Nota: (*) Foram identificados 16 temas no interior dos dossiês não relacionados ao ensino de Sociologia. Fonte: Elaboração própria.Havíamos indicado a hipótese de que o ano de 2007 teria sido palco das primeiras aparições da temática como dossiê em periódico acadêmico por conta das disputas legalistas em torno da obrigatoriedade da Sociologia como componente curricular do Ensino Médio daquele período. Observando os temas dos artigos dos dois primeiros dossiês, do ano de 2007, notaremos que, dentre os 20 trabalhos sobre o ensino de Sociologia, predominou artigos (7) que tratavam sobre a história e a institucionalização da Sociologia; o que fortalece nossa hipótese de que a luta pela obrigatoriedade da Sociologia teria influenciado a produção os dois primeiros dossiês lançados um ano antes da Sociologia tornar-se obrigatória no Ensino Médio brasileiro. A centralidade da preocupação com institucionalização da Sociologia escolar se estendeu por todo o período.
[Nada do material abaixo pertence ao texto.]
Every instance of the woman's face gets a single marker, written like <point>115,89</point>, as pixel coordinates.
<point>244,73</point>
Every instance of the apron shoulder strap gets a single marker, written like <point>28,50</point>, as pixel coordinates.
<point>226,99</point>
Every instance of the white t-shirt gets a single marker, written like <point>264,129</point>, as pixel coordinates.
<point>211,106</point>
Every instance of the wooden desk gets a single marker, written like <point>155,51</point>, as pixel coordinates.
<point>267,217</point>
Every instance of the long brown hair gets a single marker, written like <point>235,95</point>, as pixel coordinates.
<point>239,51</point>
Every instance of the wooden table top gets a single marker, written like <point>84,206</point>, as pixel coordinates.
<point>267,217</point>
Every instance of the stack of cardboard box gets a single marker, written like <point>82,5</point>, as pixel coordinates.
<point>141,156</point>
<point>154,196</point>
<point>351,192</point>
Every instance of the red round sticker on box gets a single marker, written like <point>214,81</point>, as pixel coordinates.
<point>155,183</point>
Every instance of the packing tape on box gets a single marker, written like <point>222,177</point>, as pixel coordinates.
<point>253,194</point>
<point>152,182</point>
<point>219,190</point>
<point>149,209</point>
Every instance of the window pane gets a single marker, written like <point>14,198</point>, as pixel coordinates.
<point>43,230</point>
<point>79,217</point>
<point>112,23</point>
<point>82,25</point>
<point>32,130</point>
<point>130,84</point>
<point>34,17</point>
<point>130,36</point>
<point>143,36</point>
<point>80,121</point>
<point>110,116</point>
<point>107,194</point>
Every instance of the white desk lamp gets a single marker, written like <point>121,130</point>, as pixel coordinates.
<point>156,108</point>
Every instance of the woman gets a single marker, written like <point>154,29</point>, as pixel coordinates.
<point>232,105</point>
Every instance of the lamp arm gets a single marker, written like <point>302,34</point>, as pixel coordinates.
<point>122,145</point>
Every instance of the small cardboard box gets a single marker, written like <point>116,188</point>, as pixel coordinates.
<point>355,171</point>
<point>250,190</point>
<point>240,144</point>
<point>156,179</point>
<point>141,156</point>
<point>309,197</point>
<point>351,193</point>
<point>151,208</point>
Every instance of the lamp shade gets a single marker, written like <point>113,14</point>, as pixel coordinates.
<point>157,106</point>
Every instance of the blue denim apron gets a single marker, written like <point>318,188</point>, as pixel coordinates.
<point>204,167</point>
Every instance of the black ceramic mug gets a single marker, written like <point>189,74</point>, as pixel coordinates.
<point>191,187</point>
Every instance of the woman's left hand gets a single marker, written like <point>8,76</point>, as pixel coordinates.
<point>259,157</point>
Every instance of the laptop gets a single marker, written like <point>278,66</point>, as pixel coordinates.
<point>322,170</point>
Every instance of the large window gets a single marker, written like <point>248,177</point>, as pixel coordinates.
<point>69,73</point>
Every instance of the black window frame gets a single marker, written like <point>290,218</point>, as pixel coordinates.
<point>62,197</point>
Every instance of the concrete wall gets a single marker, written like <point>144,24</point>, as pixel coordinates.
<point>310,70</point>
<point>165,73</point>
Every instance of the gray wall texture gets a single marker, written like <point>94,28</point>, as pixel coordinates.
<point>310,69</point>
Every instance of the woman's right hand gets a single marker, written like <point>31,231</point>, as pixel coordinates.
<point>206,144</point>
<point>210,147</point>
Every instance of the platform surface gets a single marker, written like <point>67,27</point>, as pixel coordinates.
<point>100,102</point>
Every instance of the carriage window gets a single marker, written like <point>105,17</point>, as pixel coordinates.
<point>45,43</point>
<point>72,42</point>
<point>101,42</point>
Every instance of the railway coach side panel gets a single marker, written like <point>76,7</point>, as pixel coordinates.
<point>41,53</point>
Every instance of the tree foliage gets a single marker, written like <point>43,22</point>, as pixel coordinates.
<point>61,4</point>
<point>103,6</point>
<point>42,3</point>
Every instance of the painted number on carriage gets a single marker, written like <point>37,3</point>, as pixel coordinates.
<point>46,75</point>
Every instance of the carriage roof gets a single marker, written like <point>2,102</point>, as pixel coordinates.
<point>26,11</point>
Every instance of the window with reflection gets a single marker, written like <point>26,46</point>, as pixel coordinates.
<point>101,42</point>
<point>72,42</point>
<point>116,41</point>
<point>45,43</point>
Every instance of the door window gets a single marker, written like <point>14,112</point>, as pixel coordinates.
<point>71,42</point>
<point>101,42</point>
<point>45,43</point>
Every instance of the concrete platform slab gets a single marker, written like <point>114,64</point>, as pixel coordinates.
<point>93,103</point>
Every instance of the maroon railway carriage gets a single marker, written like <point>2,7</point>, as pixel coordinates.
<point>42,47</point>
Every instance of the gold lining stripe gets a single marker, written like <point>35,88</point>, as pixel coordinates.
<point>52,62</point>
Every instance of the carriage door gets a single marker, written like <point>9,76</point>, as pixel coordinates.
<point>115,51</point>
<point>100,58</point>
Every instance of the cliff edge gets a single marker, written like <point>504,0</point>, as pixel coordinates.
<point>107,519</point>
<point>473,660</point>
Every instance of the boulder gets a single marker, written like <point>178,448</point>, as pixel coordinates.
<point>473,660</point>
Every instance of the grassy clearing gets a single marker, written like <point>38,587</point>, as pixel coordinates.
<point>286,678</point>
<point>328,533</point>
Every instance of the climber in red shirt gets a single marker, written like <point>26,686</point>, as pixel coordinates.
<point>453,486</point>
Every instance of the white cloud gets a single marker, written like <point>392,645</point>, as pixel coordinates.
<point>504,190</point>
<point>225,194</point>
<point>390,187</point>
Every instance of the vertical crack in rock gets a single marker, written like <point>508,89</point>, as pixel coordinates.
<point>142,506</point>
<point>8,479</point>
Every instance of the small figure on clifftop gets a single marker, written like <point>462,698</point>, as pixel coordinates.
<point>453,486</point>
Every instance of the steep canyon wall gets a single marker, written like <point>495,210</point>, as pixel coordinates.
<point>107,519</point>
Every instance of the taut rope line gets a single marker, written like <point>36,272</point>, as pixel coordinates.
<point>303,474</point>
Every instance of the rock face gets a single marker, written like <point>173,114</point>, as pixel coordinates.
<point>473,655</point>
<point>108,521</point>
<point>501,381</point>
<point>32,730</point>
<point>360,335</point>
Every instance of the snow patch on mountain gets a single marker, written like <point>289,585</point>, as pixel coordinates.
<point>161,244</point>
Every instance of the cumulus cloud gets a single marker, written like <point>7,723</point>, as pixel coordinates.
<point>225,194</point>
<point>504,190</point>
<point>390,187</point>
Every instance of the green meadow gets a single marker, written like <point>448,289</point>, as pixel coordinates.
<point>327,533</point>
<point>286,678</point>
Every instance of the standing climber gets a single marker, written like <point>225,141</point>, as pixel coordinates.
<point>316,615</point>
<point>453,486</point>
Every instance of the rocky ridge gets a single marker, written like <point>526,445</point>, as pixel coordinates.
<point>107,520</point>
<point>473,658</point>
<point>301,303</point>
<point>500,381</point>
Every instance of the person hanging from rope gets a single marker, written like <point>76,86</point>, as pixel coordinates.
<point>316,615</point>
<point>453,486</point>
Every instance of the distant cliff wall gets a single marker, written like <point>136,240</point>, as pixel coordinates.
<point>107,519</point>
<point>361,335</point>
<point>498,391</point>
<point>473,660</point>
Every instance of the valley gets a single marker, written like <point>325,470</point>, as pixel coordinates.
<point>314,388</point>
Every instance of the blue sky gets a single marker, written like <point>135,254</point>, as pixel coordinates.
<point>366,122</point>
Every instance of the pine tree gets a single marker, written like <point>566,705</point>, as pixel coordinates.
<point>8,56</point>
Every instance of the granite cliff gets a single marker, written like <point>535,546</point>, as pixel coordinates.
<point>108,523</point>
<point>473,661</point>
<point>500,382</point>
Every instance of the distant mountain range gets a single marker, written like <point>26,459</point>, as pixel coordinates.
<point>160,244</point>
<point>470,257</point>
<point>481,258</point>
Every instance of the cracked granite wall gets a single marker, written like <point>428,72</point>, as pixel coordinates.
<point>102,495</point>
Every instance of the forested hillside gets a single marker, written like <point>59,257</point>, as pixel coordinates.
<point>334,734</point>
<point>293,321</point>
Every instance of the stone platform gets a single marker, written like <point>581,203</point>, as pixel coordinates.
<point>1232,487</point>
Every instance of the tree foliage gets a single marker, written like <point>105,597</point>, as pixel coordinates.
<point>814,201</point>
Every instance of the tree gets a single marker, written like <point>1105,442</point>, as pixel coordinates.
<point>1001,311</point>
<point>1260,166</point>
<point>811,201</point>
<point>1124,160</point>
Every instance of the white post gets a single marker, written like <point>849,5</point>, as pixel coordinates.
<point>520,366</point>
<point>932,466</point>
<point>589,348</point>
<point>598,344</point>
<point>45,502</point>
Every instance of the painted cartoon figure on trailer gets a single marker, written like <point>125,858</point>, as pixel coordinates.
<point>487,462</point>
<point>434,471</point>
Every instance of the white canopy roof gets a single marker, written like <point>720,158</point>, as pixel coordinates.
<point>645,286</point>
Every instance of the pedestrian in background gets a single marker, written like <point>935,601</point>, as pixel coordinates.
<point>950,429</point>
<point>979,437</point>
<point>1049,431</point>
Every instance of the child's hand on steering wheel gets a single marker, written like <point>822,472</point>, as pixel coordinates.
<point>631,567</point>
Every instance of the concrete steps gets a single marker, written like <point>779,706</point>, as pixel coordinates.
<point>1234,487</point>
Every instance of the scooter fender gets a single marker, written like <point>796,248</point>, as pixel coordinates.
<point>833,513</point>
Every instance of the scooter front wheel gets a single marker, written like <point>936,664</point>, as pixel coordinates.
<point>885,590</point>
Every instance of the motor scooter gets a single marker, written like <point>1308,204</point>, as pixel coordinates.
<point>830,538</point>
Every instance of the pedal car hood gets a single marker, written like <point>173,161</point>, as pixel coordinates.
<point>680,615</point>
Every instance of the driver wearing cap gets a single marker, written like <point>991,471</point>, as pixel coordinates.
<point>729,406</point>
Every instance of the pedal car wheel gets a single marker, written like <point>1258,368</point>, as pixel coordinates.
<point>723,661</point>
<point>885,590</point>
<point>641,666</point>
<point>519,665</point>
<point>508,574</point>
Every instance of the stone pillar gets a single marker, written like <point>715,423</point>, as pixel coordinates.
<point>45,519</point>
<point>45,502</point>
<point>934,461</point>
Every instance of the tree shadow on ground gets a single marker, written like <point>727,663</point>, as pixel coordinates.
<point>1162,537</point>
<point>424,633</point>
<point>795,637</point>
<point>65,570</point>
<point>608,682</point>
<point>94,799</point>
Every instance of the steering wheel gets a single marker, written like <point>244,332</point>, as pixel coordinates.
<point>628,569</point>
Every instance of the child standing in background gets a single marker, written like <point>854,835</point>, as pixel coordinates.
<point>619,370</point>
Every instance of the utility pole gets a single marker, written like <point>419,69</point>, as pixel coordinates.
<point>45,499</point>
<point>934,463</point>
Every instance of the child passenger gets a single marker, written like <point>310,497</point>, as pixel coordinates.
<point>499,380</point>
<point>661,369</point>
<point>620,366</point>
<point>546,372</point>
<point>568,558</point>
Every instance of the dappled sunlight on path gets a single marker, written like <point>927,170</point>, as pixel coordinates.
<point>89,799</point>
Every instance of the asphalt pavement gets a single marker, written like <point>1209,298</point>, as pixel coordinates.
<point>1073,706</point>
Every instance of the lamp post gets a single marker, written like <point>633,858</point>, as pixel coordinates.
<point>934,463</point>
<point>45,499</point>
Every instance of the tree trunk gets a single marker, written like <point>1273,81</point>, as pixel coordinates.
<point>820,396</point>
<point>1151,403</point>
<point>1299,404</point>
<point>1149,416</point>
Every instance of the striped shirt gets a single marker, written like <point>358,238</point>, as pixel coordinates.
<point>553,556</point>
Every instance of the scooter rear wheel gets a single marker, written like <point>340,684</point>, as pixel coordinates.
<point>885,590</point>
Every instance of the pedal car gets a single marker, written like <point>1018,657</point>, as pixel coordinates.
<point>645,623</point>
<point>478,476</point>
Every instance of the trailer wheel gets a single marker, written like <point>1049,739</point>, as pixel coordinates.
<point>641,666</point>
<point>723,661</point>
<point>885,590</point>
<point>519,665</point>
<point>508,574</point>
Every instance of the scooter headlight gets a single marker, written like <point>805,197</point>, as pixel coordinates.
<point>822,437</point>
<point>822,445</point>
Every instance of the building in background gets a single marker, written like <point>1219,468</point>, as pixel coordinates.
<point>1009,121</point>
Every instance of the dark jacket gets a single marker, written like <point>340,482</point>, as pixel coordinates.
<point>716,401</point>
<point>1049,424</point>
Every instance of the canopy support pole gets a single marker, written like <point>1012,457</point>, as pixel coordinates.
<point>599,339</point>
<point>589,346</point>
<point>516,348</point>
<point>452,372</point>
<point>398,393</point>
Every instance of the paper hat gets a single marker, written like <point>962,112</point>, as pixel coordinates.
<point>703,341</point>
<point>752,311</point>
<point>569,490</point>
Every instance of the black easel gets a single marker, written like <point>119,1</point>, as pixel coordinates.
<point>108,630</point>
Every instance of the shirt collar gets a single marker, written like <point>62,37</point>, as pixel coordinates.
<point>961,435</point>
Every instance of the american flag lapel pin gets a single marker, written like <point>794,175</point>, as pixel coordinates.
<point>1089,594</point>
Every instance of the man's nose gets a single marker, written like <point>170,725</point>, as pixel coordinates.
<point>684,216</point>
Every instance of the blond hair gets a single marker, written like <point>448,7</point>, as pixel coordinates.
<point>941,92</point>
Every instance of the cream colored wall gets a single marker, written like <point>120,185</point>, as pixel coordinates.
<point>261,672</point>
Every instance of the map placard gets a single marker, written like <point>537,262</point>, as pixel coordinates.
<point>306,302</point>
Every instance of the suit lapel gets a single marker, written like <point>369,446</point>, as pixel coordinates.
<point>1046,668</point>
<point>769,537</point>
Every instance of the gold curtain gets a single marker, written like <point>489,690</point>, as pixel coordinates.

Contudo, se dividirmos o período analisado em duas partes (2007-2011 e 2012 a 2017) vamos notar que no primeiro período a temática “História e a Institucionalização da Sociologia escolar” representou 34,2% dos artigos publicados nos dossiês. Todos os dossiês desse primeiro período tiveram, ao menos, um artigo tratando da institucionalização da Sociologia escolar. Já no segundo período, essa representação reduz para 22,4% dos artigos contidos nos dossiês.
No primeiro período (2007-2011) notamos que apenas um artigo discute a temática “livros didáticos e manuais de Sociologia” e apenas dois a “prática docente”. As temáticas “condições docentes” e o “currículo” representam respectivamente 8,5% dos artigos. Além da temática “História e a Institucionalização da Sociologia escolar” observamos uma presença do tema “percepção da prática docente ou da sociologia” significativa (22,8%), sendo artigos que buscavam identificar e discutir como o professor e/ou os alunos enxergavam o ensino dessa disciplina. Fica claro, nesse primeiro período, que havia preocupação latente: legitimar a importância do ensino da Sociologia escolar. Preocupação que já estava presente no período anterior (Moraes, 2003; Florêncio, 2007; Azevedo e Nascimento, 2015).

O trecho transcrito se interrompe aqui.